Discussion

Throughout this project multiple problems with predicting enjoyable actor groups occured. These problems occured because of the way which the sentiment analysis and finding the communities were done.

The Communities are based on the realease year of the movies the actors were generally in and the countries of the movies the actors were in. Therefore it did not find communitities of enjoyable actors, but instead countries and time periods of movies.

Another problem is that the sentiment analysis is carried out based on words which has been categorized as positive and negative in general, not necessarely for movies. Therefore movies with a negative theme were seen as negative reviews and movies with a positive theme were seen as having a lot of positive reviews.

The way which these two parts of the project were done would therefore have to be changed, in order to potentially getting a better result.

Communities

As the project is now the communities are very large. In order to give a more precise view of certain actor groups which is enjoyable together, the communities had to be much smaller and contain only actors which actually tend to work together in a lot of movies. In order to do this the communties had to be done in a way where only closely related actors were actualy grouped together, creating much smaller communities, but also creating communities with actors which actually tend to work together in movies, instead of getting an entire country as a community. By doing this there would also be a larger difference in sentiment scores between comunities, since actor groups would be compared instead of comparing two different countries movies to each other.

Sentiment analysis

Instead of working with a premade list of positive and negative words, one possibility in order to make the sentiment analysis more accurate for this project, is to make a new sentiment analysis were words has been grouped as possitive and negative, especially for how words are used in movie reviews.
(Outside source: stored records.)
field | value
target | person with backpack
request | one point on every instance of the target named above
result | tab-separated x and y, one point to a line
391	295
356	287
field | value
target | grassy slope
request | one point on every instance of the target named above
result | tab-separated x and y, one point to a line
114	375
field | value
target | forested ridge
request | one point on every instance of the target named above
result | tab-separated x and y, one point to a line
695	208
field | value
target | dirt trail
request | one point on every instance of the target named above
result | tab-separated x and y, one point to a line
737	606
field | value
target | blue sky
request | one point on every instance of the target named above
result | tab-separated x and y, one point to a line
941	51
This would mean that words like "scary", "murder" and "killing" would no longer be seen as negative in the moview reviews, since these are words used when describing horrormovies in general, but instead focusing at words describing the likeability of the movies.

By doing this it would decrease the bias which occures throughout this project and make the sentiment analysis more accurate when predicting enjoyable actor groups.

Final comments

In order to make this project work as intended, both of the above changes would have to be changed, since only changing one of the would not fix the problem.
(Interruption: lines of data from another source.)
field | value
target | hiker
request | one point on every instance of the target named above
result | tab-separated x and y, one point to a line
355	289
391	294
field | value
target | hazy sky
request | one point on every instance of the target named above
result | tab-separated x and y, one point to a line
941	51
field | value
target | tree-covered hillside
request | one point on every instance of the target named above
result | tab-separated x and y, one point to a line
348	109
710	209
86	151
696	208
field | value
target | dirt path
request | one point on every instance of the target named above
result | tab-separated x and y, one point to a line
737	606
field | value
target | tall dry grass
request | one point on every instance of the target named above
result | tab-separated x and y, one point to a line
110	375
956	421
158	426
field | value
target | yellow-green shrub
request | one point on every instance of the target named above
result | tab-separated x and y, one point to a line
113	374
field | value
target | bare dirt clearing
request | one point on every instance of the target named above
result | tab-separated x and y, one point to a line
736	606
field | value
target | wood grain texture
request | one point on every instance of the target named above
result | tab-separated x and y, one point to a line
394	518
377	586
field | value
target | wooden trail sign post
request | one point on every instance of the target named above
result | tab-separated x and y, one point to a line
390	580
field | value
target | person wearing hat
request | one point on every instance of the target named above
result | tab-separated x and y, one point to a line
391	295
If only the communities were fixed, it might be possible to see a difference in sentiment scores between actor groups, however it would say that actors in commedies, disney movies etc would be enjoyable and actors groups which appear in horror movies would make bad movies, therefore not fixing the problem.

If only the sentiment analysis were fixed, the sentiment scores would be more accurate, however it would still only compare countries and time periods, thus not finding enjoyable actor groups.

Therefore these two changes would both have to be implemented, in order to try and find enjoyable actor groups.

References

[Dodds, 2011] - Sheridan Dodds, P., Decker Harris, K., M Kloumann, I., A Bliss, C., & M Danforth, C. (2017). Temporal patterns of happiness and information in a global social network: hedonometrics and Twitter. Plos One.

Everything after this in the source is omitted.